Faktor, Jan - Trottel
Über den Autor: Jan Faktor, 1951 in Prag
geboren, 1978 Übersiedlung nach Ostberlin. Arbeit als Kindergärtner und
Schlosser. Entdeckt in den 80er-Jahren das »Rückläufige Wörterbuch der
deutschen Gegenwartssprache« für die experimentelle Dichtung. Bis 1989
fast ausschließlich in der inoffiziellen Literaturszene engagiert.
1989/90 Mitbegründer der Zeitung des Neuen Forums.
Kurzbeschreibung:
Mit
»Trottel« ist Jan Faktor ein wunderbar verspielter, funkelnder, immer
wieder auch düsterer, anarchischer Schelmenroman gelungen.
Im
Mittelpunkt: ein eigensinniger Erzähler, Schriftsteller, gebürtiger
Tscheche und begnadeter Trottel, und die Erinnerung an ein Leben, in dem
immer alles anders kam, als gedacht. Und so durchzieht diesen Rückblick
von Beginn an auch eine dunkle Spur: die des »engelhaften« Sohnes, der
mit dreiunddreißig Jahren den Suizid wählen und dessen früher Tod alles
aus den Angeln heben wird.
Ihren Anfang nimmt die Geschichte des
Trottels dabei in Prag, nach dem sowjetischen Einmarsch. Auf den Rat
einer Tante hin studiert der Jungtrottel Informatik, hält aber nicht
lange durch. Dafür macht er erste groteske Erfahrungen mit der Liebe,
langweilt sich in einem Büro für Lügenstatistiken und fährt schließlich
Armeebrötchen aus. Nach einer denkwürdigen Begegnung mit der
»Teutonenhorde«, zu der auch seine spätere Frau gehört, »emigriert« er
nach Ostberlin, taucht ein in die schräge, politische Undergroundszene
vom Prenzlauer Berg, gründet eine Familie, stattet seine besetzte
Wohnung gegen alle Regeln der Kunst mit einer Badewanne aus, wundert
sich über die »ideologisch morphinisierte« DDR, die Wende und entdeckt
schließlich seine Leidenschaft für Rammstein.

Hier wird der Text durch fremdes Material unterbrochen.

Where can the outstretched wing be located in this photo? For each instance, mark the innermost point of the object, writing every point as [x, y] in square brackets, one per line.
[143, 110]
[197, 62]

Meine Gedanken zu dem Roman:
Dieses Buch wurde für den Deutschen Buchpreis 2022 nominiert und stand auf der Shotlist. Das interessiert mich immer.
Außerdem habe ich vor 13 Jahren "Schornstein" von Jan Faktor gelesen, das mir sehr gut gefallen hat und das ich bei der Gelegenheit weiterempfehle.
Was
die Kurzbeschreibung sehr trefflich vermerkt, ist, dass dieser Roman
ein verspielter und eigensinniger ist. Was ich persönlich sehr schwierig
finde, denn Humor und Satire ist so eine Sache, entweder passt es oder
nicht. Außer den satirischen und ironischen Passagen hat der Autor
natürlich auch sehr ernsten, düsteren und schwierigen Tatsachen
angesprochen, doch die gingen in meinen Augen in dem lockeren, zum Teil
provozierenden Erzählstil unter. Auf jeden Fall entwickelte sich bei mir
kaum Empathie für den Trottel. Der lockere Umgang mit der Sprache
sollte die humoristischen Aspekte der Reaktionen auf die
Schicksalsschläge oder Lebensschwierigkeiten sein, doch mir hat die
andauernde, abschweifende Kalauer nicht gefallen.
Als
Leser nimmt man ganz deutlich wahr, dass der Hauptcharakter einiges
erlebt hat und vom Schicksal gebeutelten ist, doch für mein Verhältnis,
geht er zu spielerisch mit dem Thema um. Einerseits zolle ich Respekt
seinem feuerwerkmäßigen Erzählstil und dem Gebrauch von seltenen,
gehobenen und Fremdwörtern, andererseits mag ich es persönlich nicht,
wenn man verspielt mit der Sprache umgeht. Dieser Roman ist definitiv
nicht für jeden ein gefundener Schatz. Doch ich kenne einige Leser, die
von der Lektüre begeistert sein könnten. Sprachliches Erlebnis ist das
Buch auf jeden Fall.
Der Roman ist autobiografisch. Bei
solcher Gegebenheit fällt es mir immer schwer eine schlechtere
Bewertung auszusprechen, denn ich respektiere und achte die Erlebnisse
und die Versuche diese zu verarbeiten. Doch mir fehlte die
Ernsthaftigkeit. Man könnte den Roman von Jan Faktor experimentell
nennen. Ein interessantes Leseerlebnis ist er auf jeden Fall.